Sabemos que, al invocarse unos Pactos de la Moncloa en España y un Plan Marshall en Europa, no se pretende repetir exactamente los mismos episodios históricos sino de apelar al simbolismo que los envuelve; con los primeros, la unidad de partidos políticos de ideologías enfrentadas a fin de evitar el colapso del país; con el segundo, la implicación de todos los estados en una reedificación del continente sobre las ruinas (económicas, sociales y morales) que deja una guerra. Además, el momento que estamos viviendo, como exhibe ciertas similitudes con los momentos en que dichos acontecimientos ocurrieron, incita a recuperar las fórmulas que en su día resultaron eficaces. Esta crisis requiere altura de miras, iniciativas ambiciosas, esfuerzo colectivo y solidaridad.

Sin embargo, el problema reside, precisamente, en la utilización de las palabras. Los Pactos de la Moncloa tuvieron lugar en una época, la Transición, cuestionada por un número nada desdeñable de diputados (algunos incluso forman parte del gobierno), que nos retrotrae a un contexto político (la democracia recién nacida a punto de expirar antes de tan siquiera ponerse en marcha) ya superado. La mención al Plan Marshall, por otro lado, no hace sino resaltar la gran ausencia de su auténtico promotor, la superpotencia estadounidense, que ahora ha regresado al aislacionismo, sin olvidarnos de que lo único que llegó a España con ese nombre fue la película de Berlanga.

Los discursos deben estar cargados de Historia con mayúsculas, introduciéndose en ellos las mejores versiones que nos ha proporcionado la misma, pero, si se pretende persuadir a la población y a otros líderes (nacionales e internacionales) para recobrar el espíritu que aquellos episodios provocaron, quizás es conveniente proponer nuevos pactos y planes que, aun siendo una suerte de reedición de los anteriores, contengan también algunas propuestas creativas relacionadas con nuestro presente.

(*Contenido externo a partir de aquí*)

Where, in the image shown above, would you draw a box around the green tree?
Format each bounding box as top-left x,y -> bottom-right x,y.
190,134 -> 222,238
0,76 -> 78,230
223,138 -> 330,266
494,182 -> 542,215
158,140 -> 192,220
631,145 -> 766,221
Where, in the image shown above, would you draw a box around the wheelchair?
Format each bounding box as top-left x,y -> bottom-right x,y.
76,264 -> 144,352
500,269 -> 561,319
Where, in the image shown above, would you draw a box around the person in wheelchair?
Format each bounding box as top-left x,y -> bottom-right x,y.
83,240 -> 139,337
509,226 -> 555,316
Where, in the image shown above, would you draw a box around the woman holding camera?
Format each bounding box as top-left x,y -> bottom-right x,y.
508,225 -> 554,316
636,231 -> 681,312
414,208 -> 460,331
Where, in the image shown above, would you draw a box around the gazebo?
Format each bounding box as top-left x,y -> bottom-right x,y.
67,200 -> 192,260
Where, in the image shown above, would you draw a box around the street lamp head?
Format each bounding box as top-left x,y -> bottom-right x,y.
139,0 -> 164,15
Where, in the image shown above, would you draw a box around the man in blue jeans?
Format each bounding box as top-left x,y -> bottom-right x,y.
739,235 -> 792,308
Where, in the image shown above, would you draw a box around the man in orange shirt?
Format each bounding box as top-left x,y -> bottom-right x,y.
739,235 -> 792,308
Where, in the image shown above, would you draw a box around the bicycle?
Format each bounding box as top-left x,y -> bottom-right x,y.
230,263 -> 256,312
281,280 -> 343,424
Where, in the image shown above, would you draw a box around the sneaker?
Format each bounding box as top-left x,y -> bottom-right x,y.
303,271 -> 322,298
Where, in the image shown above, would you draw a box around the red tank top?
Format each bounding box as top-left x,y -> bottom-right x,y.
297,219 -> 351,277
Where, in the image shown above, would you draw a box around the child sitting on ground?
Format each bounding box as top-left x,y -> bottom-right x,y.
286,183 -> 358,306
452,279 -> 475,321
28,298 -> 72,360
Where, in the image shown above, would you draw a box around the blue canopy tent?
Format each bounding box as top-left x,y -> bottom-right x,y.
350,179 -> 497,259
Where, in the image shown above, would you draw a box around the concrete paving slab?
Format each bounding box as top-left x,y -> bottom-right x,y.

Limitarse a mencionar esos acontecimientos una y otra vez, como las víctimas de Candyman frente al espejo, puede que sea insuficiente y que acabe provocando frustración. Y la frustración suele conducir a la melancolía.

Muchas de las personas que se están muriendo ahora pertenecen a las generaciones que crecieron en ese "mundo sin instituciones" del que hablaba Keith Lowe en Continente salvaje, donde hubo que poner nombre a muchas cosas, creando, para ello, otro lenguaje y estableciendo alianzas tan necesarias como aparentemente imposibles, resistiendo largos periodos de escasez e incertidumbre. Nuestros tiempos también demandan, como decíamos, ese tipo de esfuerzos e iniciativas. Pero también ideas originales.